Innocence and experience alike are corrupted by the destructive power of love in this elegant and compelling early masterpiece from French director Claude Chabrol. Although he owed much of his later fame to slow-burning thrillers, this is more of a three-hander drama with a twist and it says much for his skill that we sympathize in turn with each of these amoral characters.

Wealthy stylish Frederique (Stephane Audran), in an iconic hat, picks up younger pavement artist, the artistically named Why (Jacqueline Sassard) in Paris. They decamp to St Tropez where Audran keeps a rather discordant house, indulging the antics of two avant-garde house-guests. Sassard loses her virginity to architect Paul Thomas (Jean-Louis Trintignant) who soon abandons her in favor of Frederique. Each is guilty of betrayal and although a menage a trois might have been one solution instead the lovers dance from one to another with Frederique apparently in control, in one scene stroking Why’s hair with her hand and caressing Paul’s face with her foot. In an attempt to win the man back, Why dresses like her rival down to hairstyle, make-up and even the older woman’s beauty spot.    

At no point is there angry confrontation, nor does Frederique simply dismiss Why from the household, but the story works out in more subtle insinuation, Frderique clearly expecting either that Why makes herself scarce or, alternatively, make herself available for whenever the bisexual Frederique tires of male companionship. The movie’s focus is the baffled Why. When the older pair disappear to Paris, the camera follows Why through off-season St Tropez, chilly weather replacing glorious sunshine. Frederique and Paul are the sophisticates who expect Why to know how to play the game. The younger woman has wiles enough to see off the avant-garde irritants.
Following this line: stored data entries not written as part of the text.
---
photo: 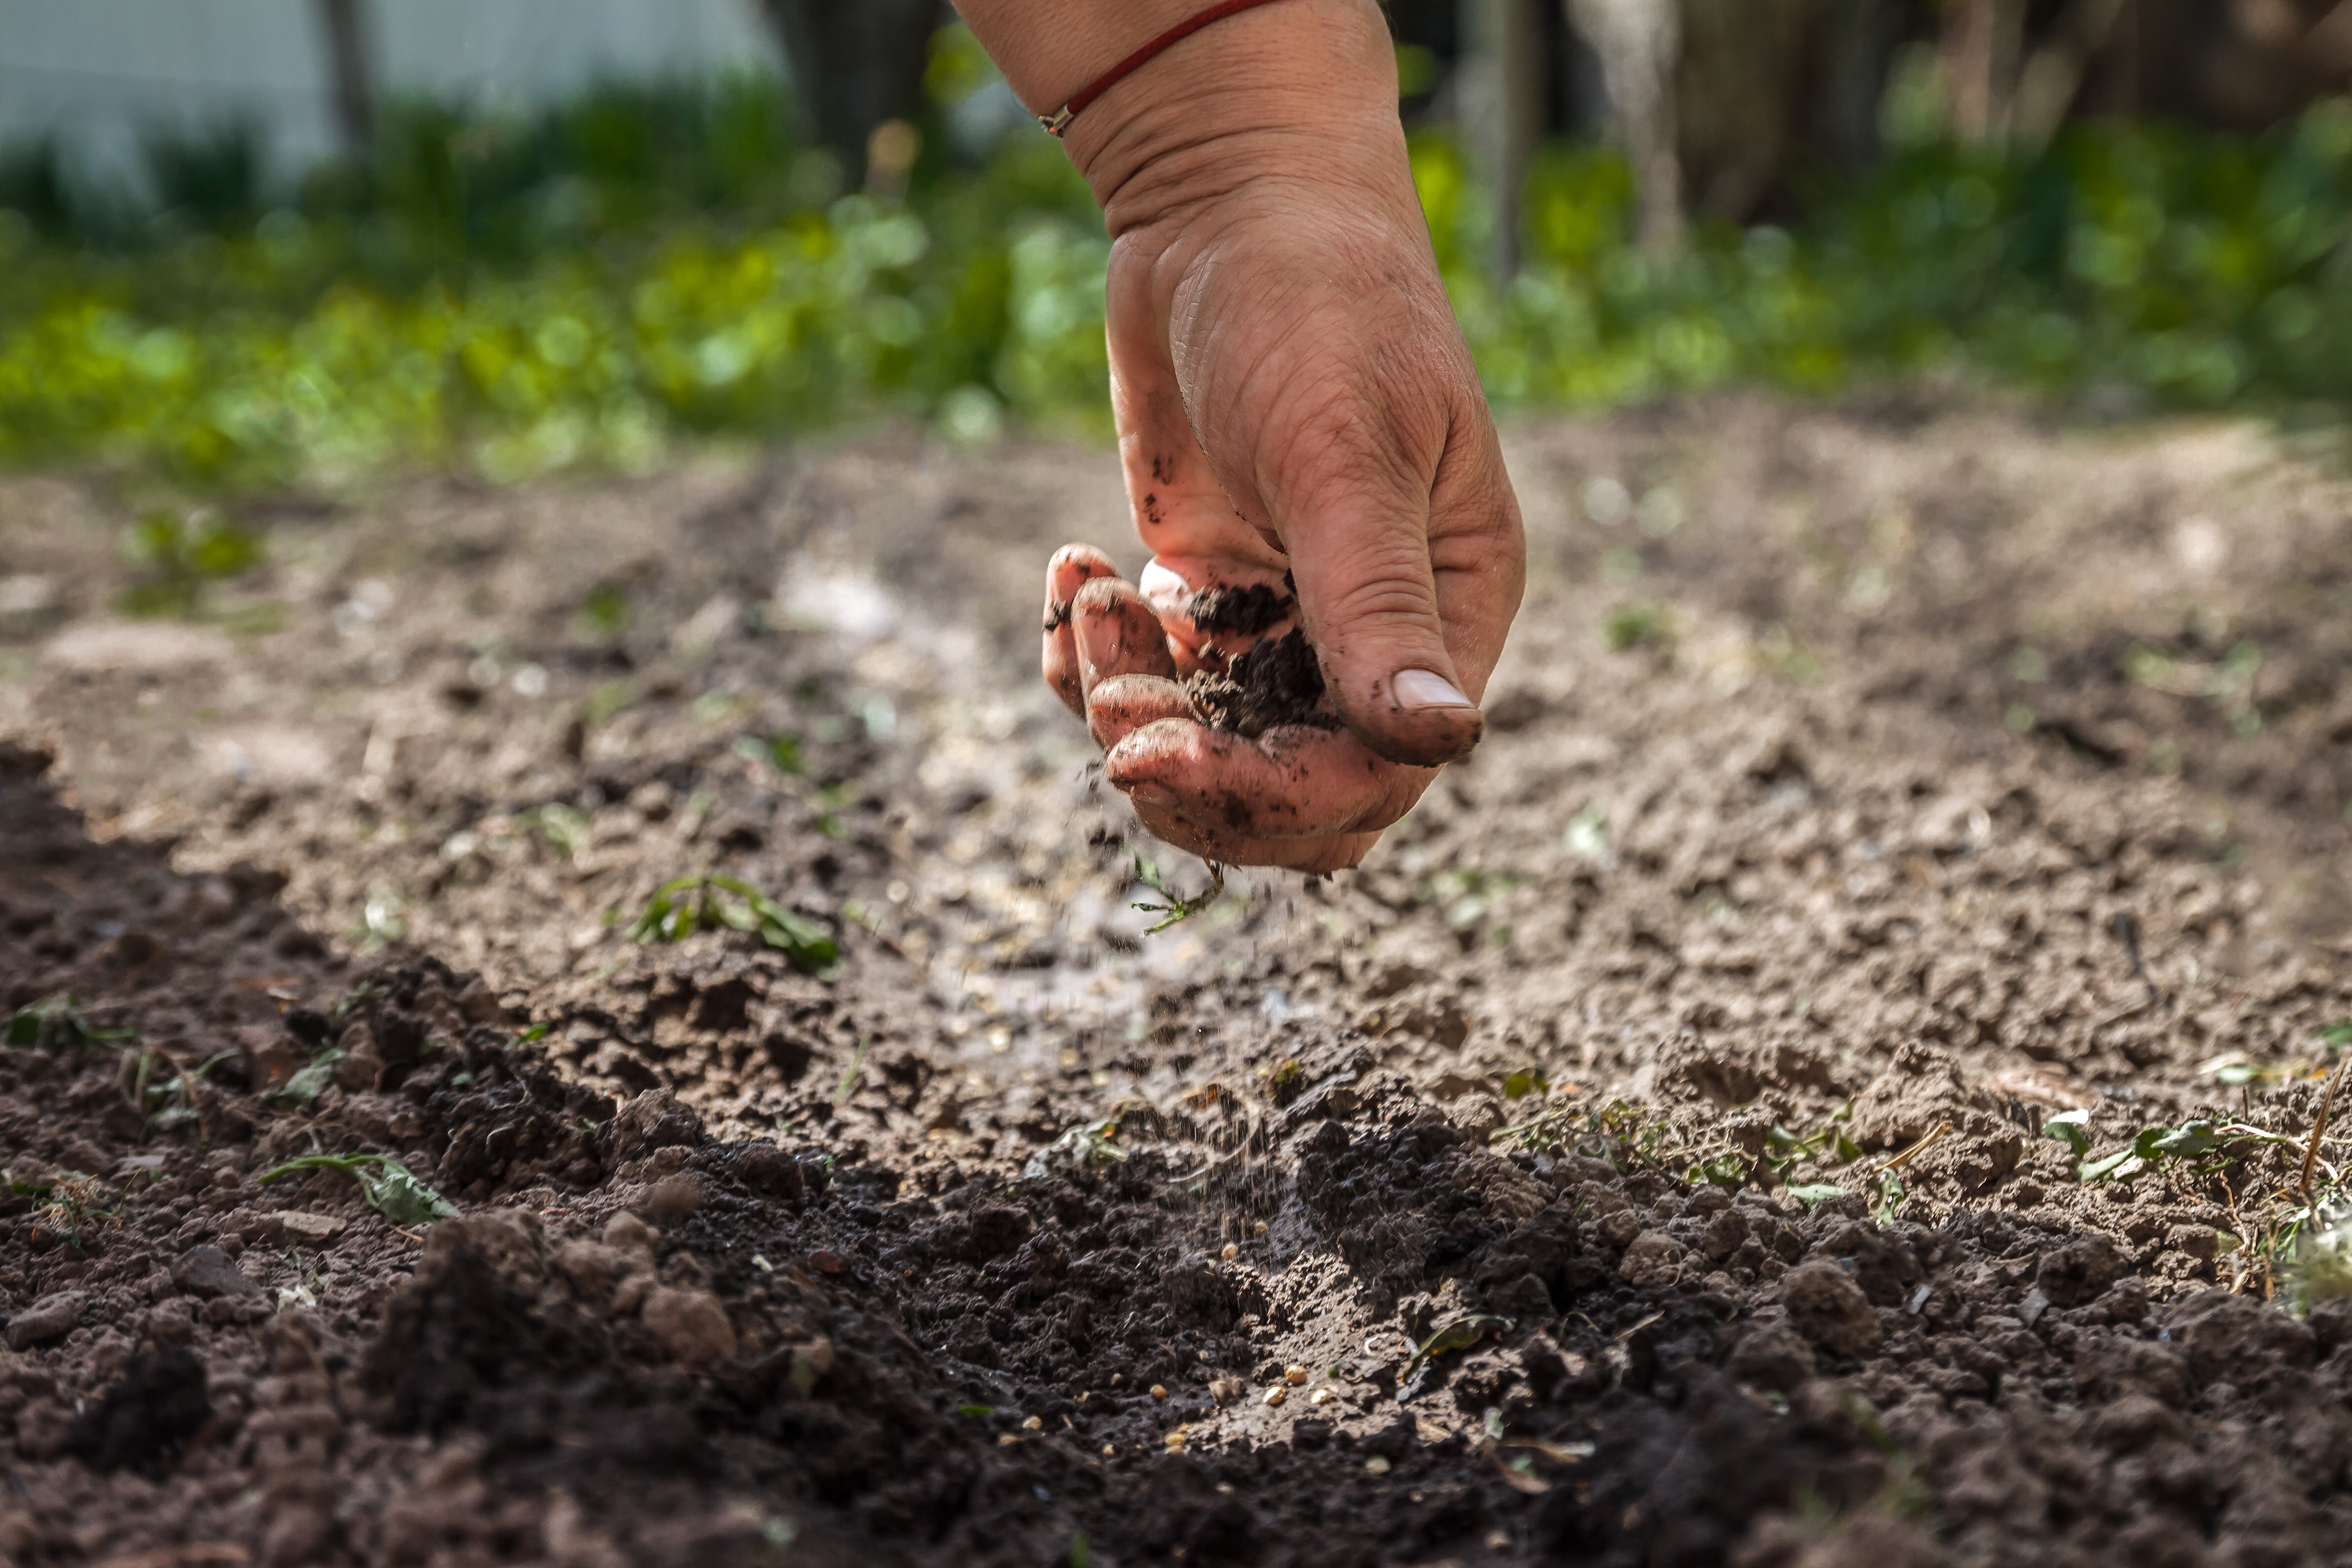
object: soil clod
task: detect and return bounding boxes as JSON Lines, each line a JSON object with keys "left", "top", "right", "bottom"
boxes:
{"left": 1184, "top": 627, "right": 1330, "bottom": 736}
{"left": 1186, "top": 582, "right": 1293, "bottom": 639}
It looks for a while as if it might be a coming-of-age tale or of young love thwarted but every time Frederique enters the picture her dominance is such that proceedings, no matter how deftly controlled, have an edge and so it becomes a study of something else entirely. At one point, each has power over the other. What appears on the surface, how each character is initially represented, disguises their interior lives. If Why has learned anything it is restraint, so the movie never descends to tempestuous passion. She also learns, in a sense, to submit, since the impoverished can never compete with the rich. In the end her revolt takes the only other option available, against which even the wealthy have no defense.

Not that it makes much difference unless you were going to analyse the picture to the extreme but clearly the names have significance. Frederique is a feminization of a male name, Paul Thomas is two male names (perhaps indicating alpha male) while Why is obviously not a real name, and either meant to represent anonymity or intrigue. Luckily, the acting is of such a high standard we are not left only in thrall to the intricacies of naming characters.
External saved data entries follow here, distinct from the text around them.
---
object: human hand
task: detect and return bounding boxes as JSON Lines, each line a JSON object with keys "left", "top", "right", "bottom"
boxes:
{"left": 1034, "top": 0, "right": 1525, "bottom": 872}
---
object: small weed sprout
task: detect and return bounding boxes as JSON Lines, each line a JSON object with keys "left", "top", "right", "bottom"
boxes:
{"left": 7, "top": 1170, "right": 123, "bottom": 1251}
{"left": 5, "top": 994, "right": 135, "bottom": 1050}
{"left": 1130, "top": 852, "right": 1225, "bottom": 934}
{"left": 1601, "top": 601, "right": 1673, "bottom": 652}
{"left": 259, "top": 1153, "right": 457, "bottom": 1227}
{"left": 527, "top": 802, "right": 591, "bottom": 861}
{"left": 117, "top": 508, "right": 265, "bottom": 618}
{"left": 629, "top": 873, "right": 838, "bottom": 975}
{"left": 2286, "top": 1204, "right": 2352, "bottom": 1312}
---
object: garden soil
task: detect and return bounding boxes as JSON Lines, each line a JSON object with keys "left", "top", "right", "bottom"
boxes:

Jean-Louise Trintignant was the best known of the stars following the international success of A Man and a Woman (1966). Stephane Audran, wife of the director, had been in movies for a decade, this her best part to date. Jacqueline Sassard had broken through with Joseph Losey’s Accident (1967). Claude Chabrol, a driving force behind the French New Wave, had enjoyed conspicuously less success than compatriots Jean-Luc Godard and Francois Truffaut until finding his metier in crime thrillers The Champagne Murders (1967) and The Road to Corinth (1967) but it was Les Biches that marked him out as a sensational talent.